What is data science and why do we need this now?
What are the fields or let’s say where it all can be applied?
Data science is a multi-disciplinary field that uses scientific methods processes, algorithms and systems to extract knowledge and insights from structured and unstructured data.
So, this is just by the book definition of data science. However, to understand data science, if I need to use a layman language so that everyone can understand,
“Data Science is a way of getting insights from structured and unstructured data”.
Data science is something that we do with the data to solve a business problem. If it put it in a different way, data science is used by businesses for :
- Expansion
- Enhance product/services offerings
- Augment customer/client base
It can be anything, depending upon the request you get from a client.
Why do we need data science?
You may not be aware of it, however, data science existence has been more than for 50 years, but we never look at it the way we look at it right now. It’s because when it was discovered, there was not a lot of data and we also didn’t have the sophisticated computers and devices back then as well.
So, we could not understand how useful data science could be.
But now, we have computers, tools, and sophisticated devices. Moreover, the amount of data that has been generated in recent years has fuelled the need for data science. As per the recent study, more than 90% of the world’s data has been generated in the last 2 years.
Some of the examples of the volume of data that is being continuously generating at present are :
- 7 billion is the volume of shares traded on the US stock market each day.
- 10 Terabytes are the amount of data generated in one flight from Ney York to London.
- 400 Million is the number of tweets per day on Twitter.
- 3 Billion is the number of “likes” each day on Facebook.
It is the volume of this huge data that have been generated in the last 2 years which has compelled the Organizations and the Governments to start investing in data science, artificial intelligence, machine learning, and automation.
It’s now more important for organizations to stay competitive in the market. They are doing all sorts of work to harness the power of their data in the most meaningful way for the company growth.
Governments are now using the Census data to bridge the gap between the government and the masses. The aim is to get closer to its people. This helps them further in distributing the state resources equally amongst the people.
Applications of Data Science
Let’s discuss some of the widely used and talked about applications of data science:
- US Elections: Trump campaigns were believed to be dependent on polling research. His team of data scientists conducted more than 800,000 live as well as online surveys across seventeen battleground states during the campaign period.

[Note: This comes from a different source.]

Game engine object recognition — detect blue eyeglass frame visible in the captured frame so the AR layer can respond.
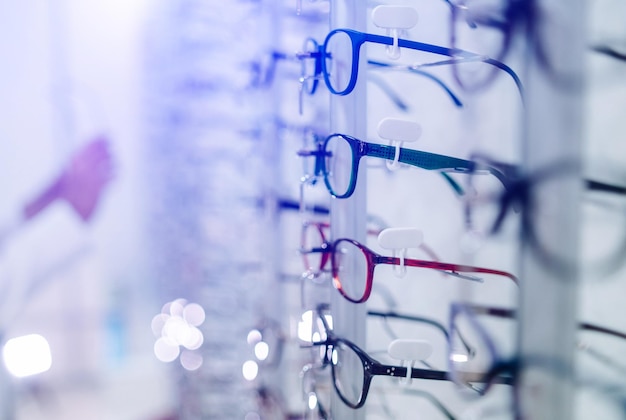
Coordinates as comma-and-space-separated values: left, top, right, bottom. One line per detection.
320, 28, 524, 98
298, 133, 509, 198
298, 37, 463, 111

The voters have then attributed 500 nodal points on the basis of their personality traits.
Localized and highly targeted video and audio campaigns were then developed and privately shared with the voters which generated a positive aura for Trump as a future president and thus resulted in his ultimate win.
- Social Networking Sites: Have you ever imagined how social networking sites like Facebook, Twitter or Linkedin suggest whom to follow and who might be your friend. Well, they use data science.

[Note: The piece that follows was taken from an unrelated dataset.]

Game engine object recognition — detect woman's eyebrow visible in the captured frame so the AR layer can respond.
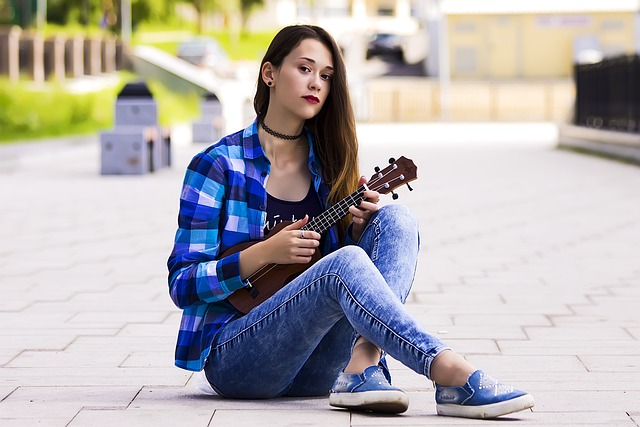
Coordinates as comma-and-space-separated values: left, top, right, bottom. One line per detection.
298, 56, 333, 71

Starting from simple rules like :
- Which place do you belong to?
- Who are your friends?
- Who are your friends of friends?
- Your interest areas
All of these data points help these social networking companies recommend you who might be your friend and who do you want to follow.

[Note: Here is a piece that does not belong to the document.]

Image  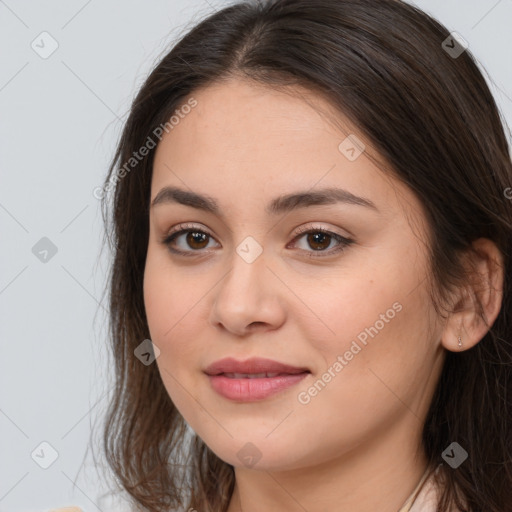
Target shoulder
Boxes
[409,467,470,512]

- Loan Approval: Do you know how banks decide how much credit needs to be given to which Customers? What are the criteria?
Well, you have guessed the answer already. Yes, by using data science. Lending institutions like banks and the NBFCs uses the customer credit rating/score provided by the credit bureau companies like Sibel to decide if they can give a customer a loan or not. Also, It helps them in deciding the number of loans that can be disbursed to a customer.
A typical bank looks at 100 data points of an applicant before deciding on the loan approval.
- Banking Fraud: Banks and credit card companies also use data science to detect fraudulent transactions in real-time. Every transaction you do with your bank gets analyzed in real-time and if it looks fishy or suspicious, the system highlights these transactions and you get a phone call from your bank asking if you have attempted that particular transaction.
Similarly, banks use data science to contain anti-money laundering activities determining the source of funds, where and how they are being used.
- Ecommerce: Have you thought of how these e-commerce companies like Amazon, Flipkart, and Snapdeal show you the right product on their platform which you happen to buy straightaway. Well, they use a Recommendations engine which in turn uses past data of the customer behavior happening on their website. In addition to this, eCommerce sites use data science to optimize discounts on various products, thus enhancing their cross-selling and up-selling strategies.
They also use data science to generate demand forecast so that they can fill up their warehouse inventory up to the maximum extent.
I am sure; you guys are now getting enough idea on how data science is impacting our day to day life. Moreover, this impact is getting stronger each day.